A few months ago, I went to see a movie. While me going to see a movie in and of itself is fairly unremarkable, what was remarkable was that the movie I was going to see was Penny Lane’s Hail Satan?, and my boyfriend had come down to visit for the occasion (not entirely relevant to my story, but it was the first time he’d been able to visit since I moved down to Houston, so it is of significance to me).

There were to be protestors at the theater.

Now, anyone who is involved with the Satanic community has probably heard of Hail Satan?. It’s a somewhat controversial documentary, initially shown at Sundance Film Festival, and now streaming on various platforms. It has been lauded as witty and intellectually challenging, mostly by fellow Satanists and those sympathetic to the cause of religious liberty for people besides just Christians.

As for what Evangelical Christians think, it doesn’t take much to figure it out. The fact that they were protesting it really tells it all.

I was a bit nervous about going, and understandably so. Protests, no matter how peaceably started, can get violent. I was expecting to have to fight through a crowd just to get into the theater. I was worried that some of the protestors might try to get physical.

It turns out, I worried needlessly.

We didn’t even see the protestors. My boyfriend and I initially though they chickened out, but we found out later that they were in fact there. Or, somewhere. Only a handful of them showed up, and they weren’t even at the actual theater (apparently the owner wouldn’t give them permission to protest on site, and they weren’t willing to get arrested over it – more on that in a bit). But they had their signs.

All in all, a pretty unsuccessful protest.

So why was this protest such a miserable failure? My theory is they had no sense of urgency. Those people weren’t at risk of losing anything by being there, except maybe a few bucks on the gas it took to get there. Satanists don’t represent a threat to their way of life (as long as you keep your bullshit to yourselves, we are happy to keep our own bullshit to ourselves). Not in the way Jim Crow is for black Americans (because let’s be honest, Jim Crow laws never really went away). Not in the way those cops were for the queens at Stonewall. Our Christian friends had nothing to lose by protesting simply because they weren’t at risk of losing anything in the first place, and they weren’t willing to risk anything for it.

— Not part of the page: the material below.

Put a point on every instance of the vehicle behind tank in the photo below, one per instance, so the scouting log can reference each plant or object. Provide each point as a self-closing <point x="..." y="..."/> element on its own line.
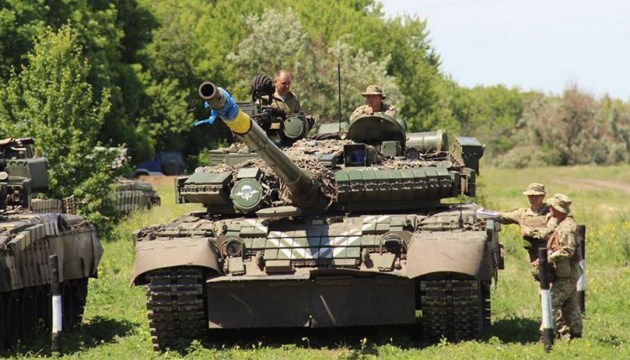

Historically speaking, the most effective protests are the ones where the protestors are putting something at risk (more often than not their safety or their jobs). Otherwise, who would pay attention? If whatever you’re protesting isn’t worth risking anything for, why should anyone else take up your cause? It can’t be that important, so there’s no need for anyone to change their usual pattern of behavior, or contact their elected lawmakers.

Standing at the side of the road with signs might be a fairly effective advertising campaign for your fundraising car wash, but it doesn’t make a very good protest. Because an effective protest requires risk. And if you’re not willing to risk anything, what is the point in protesting in the first place?